Album Rating: 5.0
It’s snowing today. Where I live, it tends to snow a lot, but today is the most it’s snowed in the past 4 years, probably at least 8 inches with a few more coming. My mom called earlier to make sure I was holding up ok- she is incredibly sweet and thoughtful. I miss living closer to her and my dad, but if I spend more than a couple days staying with them I start to become overwhelmed with anxiety. That house harbors a lot of dreadful emotions for me and living in a different state is for the best, I think.
My psychiatrist says we’re always starting and ending cycles, no matter how benign our everyday lives may start to feel. He’s a really neat guy, but I can’t shake the feeling that we process the world much differently. I’m almost three months sober from weed and he’s largely to thank for that, though. I really enjoy the metaphors and musings he throws my way, I feel like they help me conceptualize ideas a lot easier.
Most people say you stop missing smoking after a month or so, but that hasn’t really happened yet for me. One of the few losers that somehow got addicted to it, I guess, though it wasn’t so much the substance I was addicted to as escaping my day to day thoughts and feelings. I gave up drinking too, just to be safe. Didn’t wanna end up with a bigger problem than I started with. I never had a problem with drinking, as it were, but other people had a problem with me drinking. For some reason that always makes people laugh, but I don’t mean for it to be funny; alcohol had a way of making me the loudest person in any room, at best, and at worst, very easy to anger.

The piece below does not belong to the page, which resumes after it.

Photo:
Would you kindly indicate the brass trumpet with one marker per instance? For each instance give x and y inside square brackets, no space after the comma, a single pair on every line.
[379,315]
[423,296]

Today I decided to listen to this record. I don’t really know why, but I did. It’s one of the few records I know that can effortlessly devastate me. It reminds me, most immediately, of things ending. Death has always scared me, from the time I was little to now, at 30. It’s inescapable, truth be told, but that has never helped me be more accepting of it. I often wonder if I’m wasting my time on this earth, if when I die I’ll feel I accomplished anything of meaning. I hope I do, but I suppose it won’t matter once it’s over.
Sorry to word vomit on this page, truly. I just haven’t seen anyone in a couple days and am starting to feel isolated and alone with my thoughts. I hope that if anyone reading this feels anything similar that they can now feel less alone, at least. This site has always made me feel less alone, and I will be incredibly sad once it, too, ends.